Space-Efficient FPT Algorithms

TL;DR

This paper introduces new space-efficient fixed-parameter tractable algorithms for various problems, expanding the understanding of parameterized complexity classes with practical algorithmic results.

Contribution

It provides the first algorithmic results for problems in the classes Para-L and FPT+XL, including Hitting Set, graph deletion, and Feedback Vertex Set.

Findings

Algorithms for Hitting Set and graph deletion in restricted-space classes.

Problems parameterized by vertex cover number are solvable in space-efficient fixed-parameter time.

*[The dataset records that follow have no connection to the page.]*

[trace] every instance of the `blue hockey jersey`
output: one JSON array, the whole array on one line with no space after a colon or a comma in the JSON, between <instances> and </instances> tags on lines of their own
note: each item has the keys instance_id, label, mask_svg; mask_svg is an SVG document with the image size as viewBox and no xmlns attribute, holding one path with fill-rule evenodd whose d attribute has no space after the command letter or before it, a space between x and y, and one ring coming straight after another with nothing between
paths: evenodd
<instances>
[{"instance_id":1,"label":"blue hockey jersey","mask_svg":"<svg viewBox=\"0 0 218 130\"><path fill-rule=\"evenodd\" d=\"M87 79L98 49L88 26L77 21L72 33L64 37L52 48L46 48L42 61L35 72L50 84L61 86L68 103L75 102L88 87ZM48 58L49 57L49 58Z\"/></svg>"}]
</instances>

Enhanced understanding of the algorithmic capabilities within Para-L and FPT+XL classes.

Abstract

We prove algorithmic results showing that a number of natural parameterized problems are in the restricted-space parameterized classes Para-L and FPT+XL. The first class comprises problems solvable in f(k) n^{O(1)} time using g(k) + O(log n)) bits of space (k is the parameter and n is the input size; f and g are computable functions). The second class comprises problems solvable under the same time bound, but using g(k) log n bits of space instead. Earlier work on these classes has focused largely on their structural aspects and their relationships with various other classes. We complement this with Para-L and FPT+XL algorithms for a restriction of Hitting Set, some graph deletion problems where the target class has an infinite forbidden set characterization, a number of problems parameterized by vertex cover number, and Feedback Vertex Set.